Preaching a gospel of the Ten Commandments of clean living, based on faith in God and in salvation in Jesus Christ, and not restrained by the fear of mispronounced words or the crooks and turns of theological hair-splitting, he made the gospel clear and became the founder of the Baptist denomination in the counties of Grey and Bruce... Listening back through the years, we hear him preaching with all the power of his strong body and sincere soul, and with a rich Scotch accent, about "the unsarchable riches of Jesus Christ", or "If the salt has lost its saviour". It would be a good thing to put more of this Saviour into much of the polite non-evangelistic preaching of today. He had some power from on High which made converts, for which a total of nearly fifty years spent in college and theological seminaries by his ministerial descendants has not furnished a substitute. The polish of culture might have helped but the soul stuff which is under the surface is what counted.

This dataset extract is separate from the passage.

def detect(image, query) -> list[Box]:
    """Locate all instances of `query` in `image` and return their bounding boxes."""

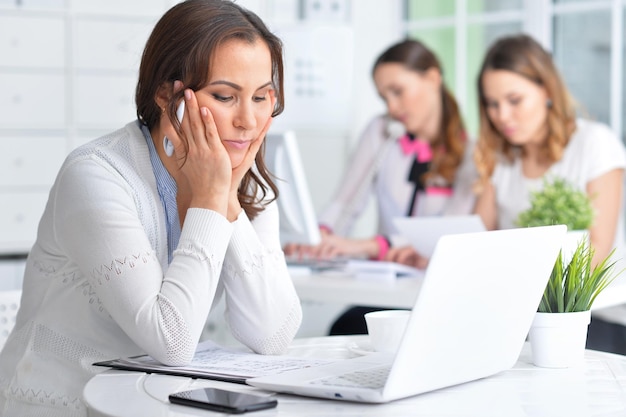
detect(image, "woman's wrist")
[372,235,391,261]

He was fearless. A woman was persuaded to be baptized. Her husband threatened to shoot him if he baptized her. Nevertheless, he proceeded to baptize her, and later the husband, without his gun, appeared, and asked for baptism. Rough men, swearing, drunk and fighting, did not scare him. Out of the most robust sinners he had the hope of making the staunchest Christians. Neither did he fear the forest or the hazards of stormy weather. He waded a swollen stream where broken ice was floating, in order to get to one of his appointments.

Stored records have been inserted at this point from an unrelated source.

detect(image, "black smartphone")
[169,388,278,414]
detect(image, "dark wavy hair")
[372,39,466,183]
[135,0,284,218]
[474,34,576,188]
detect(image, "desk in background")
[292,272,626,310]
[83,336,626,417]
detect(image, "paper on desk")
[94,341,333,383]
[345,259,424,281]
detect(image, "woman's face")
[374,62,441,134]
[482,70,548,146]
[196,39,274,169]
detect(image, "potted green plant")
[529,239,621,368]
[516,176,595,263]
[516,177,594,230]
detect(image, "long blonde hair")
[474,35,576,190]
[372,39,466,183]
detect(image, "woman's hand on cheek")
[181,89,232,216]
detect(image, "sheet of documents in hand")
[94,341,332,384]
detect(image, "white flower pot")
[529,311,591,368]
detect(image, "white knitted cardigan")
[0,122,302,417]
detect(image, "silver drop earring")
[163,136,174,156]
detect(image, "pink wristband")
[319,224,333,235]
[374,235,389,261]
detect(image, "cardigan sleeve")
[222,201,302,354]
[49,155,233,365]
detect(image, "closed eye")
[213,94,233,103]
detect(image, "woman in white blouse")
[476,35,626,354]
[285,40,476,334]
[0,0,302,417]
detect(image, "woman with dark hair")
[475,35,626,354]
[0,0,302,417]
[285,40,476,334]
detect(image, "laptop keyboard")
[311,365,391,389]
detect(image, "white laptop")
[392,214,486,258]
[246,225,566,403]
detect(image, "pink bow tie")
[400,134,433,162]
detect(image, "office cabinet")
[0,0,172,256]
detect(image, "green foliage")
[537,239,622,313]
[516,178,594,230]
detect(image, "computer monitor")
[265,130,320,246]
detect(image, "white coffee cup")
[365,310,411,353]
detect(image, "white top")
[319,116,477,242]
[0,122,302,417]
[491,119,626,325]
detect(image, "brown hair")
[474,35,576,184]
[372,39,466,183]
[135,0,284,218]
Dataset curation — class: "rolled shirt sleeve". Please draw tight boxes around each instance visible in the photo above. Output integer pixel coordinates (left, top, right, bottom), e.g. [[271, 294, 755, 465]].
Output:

Toronto ministerial students who hoped to find a living in a parish in what was then the new settled country, went home complaining that that man Stewart had the whole region taken care of by his long walks, and that they could not make a living. Well, neither was that man Stewart making a living. He did, however, take out the stumps and blaze the trail for the Way to God for many people.

The Rev. Alex Stewart continued to come to Dwight for most of the summers around 1900. But he was too old for further pioneering, and people began to expect preaching with a university flavor. The log cabin parsonage was given to Mary McGinn Stewart (Mrs. Joseph W. A. Stewart) on condition that her husband [Alexander's son] preach in the church in summer time during his vacations. This sacred trust was faithfully carried out by the late Dr. [J. W. A.] Stewart, for fifty years, and then was ably taken care of by Dr. Stewart's third son, the Rev. Harold S. Stewart. ... [The Dwight property has been the summer home and reunion place for the Stewart family ever since.]

He used to complain to visitors in his last days, saying, "I want to go back and preach in Muskoka, but the family (meaning his daughter) won't let me."